Prime Minister, everyone who knows you thinks you’re a good bloke yet the polls tell us you’re very unpopular. Why is that?

PRIME MINISTER:

Well I’ll leave you to speculate on these things, Greg, and maybe the people who write about politics focus on the wrong things, who knows? I’ll leave you to speculate on these things. All I know is that people want me to get on with the job and, look, I’ve been out and about in regional Australia over the last week. Prior to the previous sitting fortnight I spent a week out and about in metropolitan Australia and outer-metropolitan Australia. I think people want this Government to succeed. I think people want my prime ministership to succeed. The last thing people want in my judgement is to revisit the musical chairs of the Rudd-Gillard-Rudd era.

GREG SHERIDAN:

Prime Minister, one question on the style of your Government.
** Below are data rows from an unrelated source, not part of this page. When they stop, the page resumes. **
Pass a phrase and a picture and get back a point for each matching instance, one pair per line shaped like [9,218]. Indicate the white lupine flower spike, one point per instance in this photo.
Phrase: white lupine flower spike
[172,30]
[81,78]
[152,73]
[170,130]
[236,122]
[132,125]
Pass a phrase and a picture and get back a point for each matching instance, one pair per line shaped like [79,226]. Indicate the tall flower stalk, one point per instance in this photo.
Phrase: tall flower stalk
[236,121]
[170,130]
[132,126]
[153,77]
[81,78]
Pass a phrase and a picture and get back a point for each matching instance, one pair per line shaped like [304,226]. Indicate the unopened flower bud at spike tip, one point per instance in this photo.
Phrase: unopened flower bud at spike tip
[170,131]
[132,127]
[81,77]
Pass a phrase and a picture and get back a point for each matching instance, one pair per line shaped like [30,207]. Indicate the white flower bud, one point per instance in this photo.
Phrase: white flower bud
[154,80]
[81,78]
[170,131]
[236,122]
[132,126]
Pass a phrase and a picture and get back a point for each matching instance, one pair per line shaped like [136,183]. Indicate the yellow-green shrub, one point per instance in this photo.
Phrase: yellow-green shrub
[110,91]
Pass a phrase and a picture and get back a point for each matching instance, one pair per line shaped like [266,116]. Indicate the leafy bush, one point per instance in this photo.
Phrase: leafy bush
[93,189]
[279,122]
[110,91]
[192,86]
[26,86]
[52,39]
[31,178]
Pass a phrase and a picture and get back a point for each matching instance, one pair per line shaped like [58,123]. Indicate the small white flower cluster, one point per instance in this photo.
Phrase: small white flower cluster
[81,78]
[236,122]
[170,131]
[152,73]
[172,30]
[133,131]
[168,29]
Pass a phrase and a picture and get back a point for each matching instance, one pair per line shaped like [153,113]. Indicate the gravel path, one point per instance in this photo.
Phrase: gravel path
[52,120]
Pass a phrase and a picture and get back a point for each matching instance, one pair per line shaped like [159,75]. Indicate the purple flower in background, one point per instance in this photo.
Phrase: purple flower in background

In the first year of your Government a lot of ministers had to clear their media appearances with your office and very often they were told no, they couldn’t go ahead and do the media appearances, and this was at a time when your Government was getting hammered in the media. Isn’t that suggestive that your office did have too tight a command and control approach to government and saw media opportunities as a threat rather than an opportunity?

PRIME MINISTER:

If I may say so, Greg, this is the kind of inside the beltway preoccupation which turns people off our politics. I think out there in the real world this is the last thing that people are interested in. Now as it happens, a sensible government does coordinate its media appearances but a sensible government does not try to repress ministers who have got a message to tell.

PAUL KELLY:

Just on this point, Prime Minister, you were given an extension of time in office by the spill motion earlier this year. If there is not an improvement in the Government’s credentials and you disappoint yourself, would you consider resignation and handing over the reins to another leader?

PRIME MINISTER:

Paul, I am determined that we will not be in that position. I am determined that we will not be in that position. I was elected first by the Party and then by the people to do a job and I am determined to do that job to the very, very best of my ability. Now will I be perfect? Of course, I won’t. Will I sometimes be a disappointment? Of course I will. But I am absolutely confident that the Party and the public expect me to do this job and I will bend every fibre of my being, I will spend every ounce of energy that I have to do this job as well as it humanly can be done.

PAUL KELLY:

Prime Minister, we’ve run out of time. Thank you very much for your time today.

PRIME MINISTER:

Thank you so much, Paul, thank you so much, Greg.